Human rights group Liberty has lost its High Court challenge against the government’s Investigatory Powers Act.

Called the “Snoopers’ Charter” by its critics, the legislation allows for mass surveillance of electronic devices, allowing intelligence agencies to extract and store information.

Liberty claimed the powers of “bulk hacking” were unlawfully wide.

But Lord Justice Singh and Mr Justice Holgate told the High Court on Monday the surveillance powers were lawful.

A lawyer with Liberty said the group will appeal against the ruling.

The case was brought to court following criticism of the way MI5 handled its data storage operations.

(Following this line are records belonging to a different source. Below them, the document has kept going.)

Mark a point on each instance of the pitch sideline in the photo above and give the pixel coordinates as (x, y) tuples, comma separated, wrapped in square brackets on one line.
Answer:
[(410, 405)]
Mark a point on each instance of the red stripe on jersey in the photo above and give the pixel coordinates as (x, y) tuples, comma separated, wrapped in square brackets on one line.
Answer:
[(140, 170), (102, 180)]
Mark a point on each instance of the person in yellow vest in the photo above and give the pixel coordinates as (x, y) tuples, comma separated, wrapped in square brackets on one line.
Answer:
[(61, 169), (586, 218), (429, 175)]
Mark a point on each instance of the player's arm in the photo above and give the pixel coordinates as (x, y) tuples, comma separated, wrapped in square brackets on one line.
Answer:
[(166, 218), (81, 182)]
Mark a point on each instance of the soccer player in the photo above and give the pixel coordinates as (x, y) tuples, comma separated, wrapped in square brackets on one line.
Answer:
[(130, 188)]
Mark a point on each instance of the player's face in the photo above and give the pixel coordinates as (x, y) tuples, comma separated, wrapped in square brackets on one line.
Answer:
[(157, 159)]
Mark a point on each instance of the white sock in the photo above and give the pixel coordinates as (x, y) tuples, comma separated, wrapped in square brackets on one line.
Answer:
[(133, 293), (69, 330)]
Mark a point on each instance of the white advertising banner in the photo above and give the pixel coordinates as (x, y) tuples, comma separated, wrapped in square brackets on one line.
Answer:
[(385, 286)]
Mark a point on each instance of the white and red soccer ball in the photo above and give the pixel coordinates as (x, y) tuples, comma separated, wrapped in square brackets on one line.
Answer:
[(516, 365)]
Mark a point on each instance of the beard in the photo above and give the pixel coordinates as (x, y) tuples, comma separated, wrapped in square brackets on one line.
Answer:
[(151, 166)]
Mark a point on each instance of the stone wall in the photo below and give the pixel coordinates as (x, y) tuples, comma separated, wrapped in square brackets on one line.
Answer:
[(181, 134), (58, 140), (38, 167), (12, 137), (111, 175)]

Liberty’s lawyers said the data gathered by the security services and other agencies – under warrants granted by a judge or the home secretary – can include:

  • Intimate data, including an individual’s internet browsing history
  • The apps users have downloaded to their phone
  • Usernames and passwords
  • Cell site data that can pin-point a person’s location at a given time

The group said warrants did not cover collecting data in bulk, meaning it breached human rights law, and the data would be kept on file for searching after any warrant had expired.

The case was also supported by the National Union of Journalists (NUJ), which argued there were insufficient safeguards to protect confidential journalistic sources.

But the judges dismissed Liberty’s claim, ruling that “the totality of the suite of interlocking safeguards” meant the Act was sound.

Their ruling said: “We have reached the conclusion that the safeguards in [IPA] are sufficient to prevent the risk of abuse of discretionary power and the Act is therefore not incompatible with the [European Convention on Human Rights] on the ground that it does not comply with the concept of law.”

Sir James Eadie QC, representing the then home secretary, Sajid Javid, and then foreign secretary, Jeremy Hunt, submitted that the powers provided by IPA “strike an appropriate balance between security and individual privacy”, and were of “critical importance to, and are effective in securing, the protection of the public”.

‘Keep fighting’

Megan Goulding, a lawyer with Liberty, said: “This disappointing judgment allows the government to continue to spy on every one of us, violating our rights to privacy and free expression.

“We will challenge this judgment in the courts, and keep fighting for a targeted surveillance regime that respects our rights.”

“These bulk surveillance powers allow the state to Hoover up the messages, calls and web history of hordes of ordinary people who are not suspected of any wrongdoing.”

Michelle Stanistreet, general secretary of the NUJ said the judgement was “a blow to journalists and press freedom”.

However, the judges ruled that the IPA did not breach journalists freedom of expression “in so far as it is suggested that there are inadequate protections for journalistic material”.